Actionable Insights for Music History Buffs
If you want to dive deeper into the gritty details of the band's formation, here are the most reliable ways to do it:
- Read "Face the Music" by Paul Stanley. Of all the band biographies, Paul’s is generally considered the most grounded and honest about the early struggles and the internal dynamics.
- Listen to the "Wicked Lester" bootlegs. You can find these on YouTube. It’s the only way to hear what Gene and Paul sounded like before they decided to become the "hottest band in the world." It’s shocking how different it is.
- Watch the "KISSology" DVD sets. Specifically Volume 1. It contains the earliest known footage of the band in clubs. You can see the makeup evolving in real-time.
- Visit the site of the Hotel Diplomat.

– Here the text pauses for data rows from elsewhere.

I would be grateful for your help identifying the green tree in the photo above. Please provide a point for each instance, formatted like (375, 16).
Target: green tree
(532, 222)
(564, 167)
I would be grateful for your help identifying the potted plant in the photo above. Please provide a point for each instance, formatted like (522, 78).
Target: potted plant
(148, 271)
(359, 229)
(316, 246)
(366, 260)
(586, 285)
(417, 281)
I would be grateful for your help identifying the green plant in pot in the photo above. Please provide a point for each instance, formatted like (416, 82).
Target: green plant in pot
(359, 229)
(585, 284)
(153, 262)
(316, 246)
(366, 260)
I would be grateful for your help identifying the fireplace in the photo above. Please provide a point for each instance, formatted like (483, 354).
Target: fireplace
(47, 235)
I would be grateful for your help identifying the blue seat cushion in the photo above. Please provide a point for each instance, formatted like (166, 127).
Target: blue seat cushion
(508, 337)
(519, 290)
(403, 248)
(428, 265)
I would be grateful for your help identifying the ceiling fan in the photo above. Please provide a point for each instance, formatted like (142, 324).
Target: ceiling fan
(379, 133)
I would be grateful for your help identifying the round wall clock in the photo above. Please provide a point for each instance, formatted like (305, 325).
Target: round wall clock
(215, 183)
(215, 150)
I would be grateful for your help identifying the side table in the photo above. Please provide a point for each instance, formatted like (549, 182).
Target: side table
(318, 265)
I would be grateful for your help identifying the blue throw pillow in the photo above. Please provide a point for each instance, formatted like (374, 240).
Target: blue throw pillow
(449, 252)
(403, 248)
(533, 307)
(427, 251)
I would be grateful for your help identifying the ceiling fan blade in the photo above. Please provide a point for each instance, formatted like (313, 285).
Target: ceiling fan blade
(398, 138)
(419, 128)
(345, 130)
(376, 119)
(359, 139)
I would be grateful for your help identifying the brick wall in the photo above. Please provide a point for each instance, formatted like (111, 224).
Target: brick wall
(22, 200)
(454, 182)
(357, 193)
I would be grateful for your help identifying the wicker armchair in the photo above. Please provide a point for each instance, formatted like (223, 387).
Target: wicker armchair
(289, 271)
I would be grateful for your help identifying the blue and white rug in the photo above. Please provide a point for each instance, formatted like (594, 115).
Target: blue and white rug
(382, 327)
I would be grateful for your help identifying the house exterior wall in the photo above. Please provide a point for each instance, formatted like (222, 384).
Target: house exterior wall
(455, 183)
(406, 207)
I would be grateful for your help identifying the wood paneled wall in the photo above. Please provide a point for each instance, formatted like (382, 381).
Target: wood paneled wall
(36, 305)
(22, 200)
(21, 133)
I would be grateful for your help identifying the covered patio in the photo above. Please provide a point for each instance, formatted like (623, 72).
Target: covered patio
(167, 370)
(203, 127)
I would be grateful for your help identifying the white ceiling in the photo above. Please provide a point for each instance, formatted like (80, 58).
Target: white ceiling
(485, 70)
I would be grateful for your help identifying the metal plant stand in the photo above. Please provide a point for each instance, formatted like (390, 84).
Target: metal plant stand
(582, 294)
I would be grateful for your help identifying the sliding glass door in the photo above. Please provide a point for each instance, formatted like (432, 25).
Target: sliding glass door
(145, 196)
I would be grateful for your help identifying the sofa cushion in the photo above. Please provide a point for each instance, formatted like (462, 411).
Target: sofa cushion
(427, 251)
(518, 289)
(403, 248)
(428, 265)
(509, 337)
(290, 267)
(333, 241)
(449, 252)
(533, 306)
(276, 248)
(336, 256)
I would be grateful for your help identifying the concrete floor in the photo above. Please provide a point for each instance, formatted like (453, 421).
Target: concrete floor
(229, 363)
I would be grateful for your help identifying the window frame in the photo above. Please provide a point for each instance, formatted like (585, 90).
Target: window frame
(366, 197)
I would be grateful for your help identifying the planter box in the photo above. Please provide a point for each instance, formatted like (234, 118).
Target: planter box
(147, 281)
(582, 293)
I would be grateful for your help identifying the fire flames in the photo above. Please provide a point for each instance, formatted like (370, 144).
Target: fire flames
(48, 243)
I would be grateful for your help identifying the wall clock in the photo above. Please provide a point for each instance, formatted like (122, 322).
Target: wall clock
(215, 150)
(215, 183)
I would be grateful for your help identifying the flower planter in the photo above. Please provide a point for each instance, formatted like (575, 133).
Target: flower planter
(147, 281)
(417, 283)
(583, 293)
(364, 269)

It’s located at 108 West 43rd Street in Manhattan. While it’s not the same venue it was in '73, standing there gives you a sense of the tiny, cramped world they emerged from.
The story of Kiss isn't just about music; it’s a masterclass in branding, resilience, and the sheer power of refusing to take "no" for an answer. They started with nothing but some cheap greasepaint and a dream of being bigger than God. By the time they took the paint off for the first time, they already were.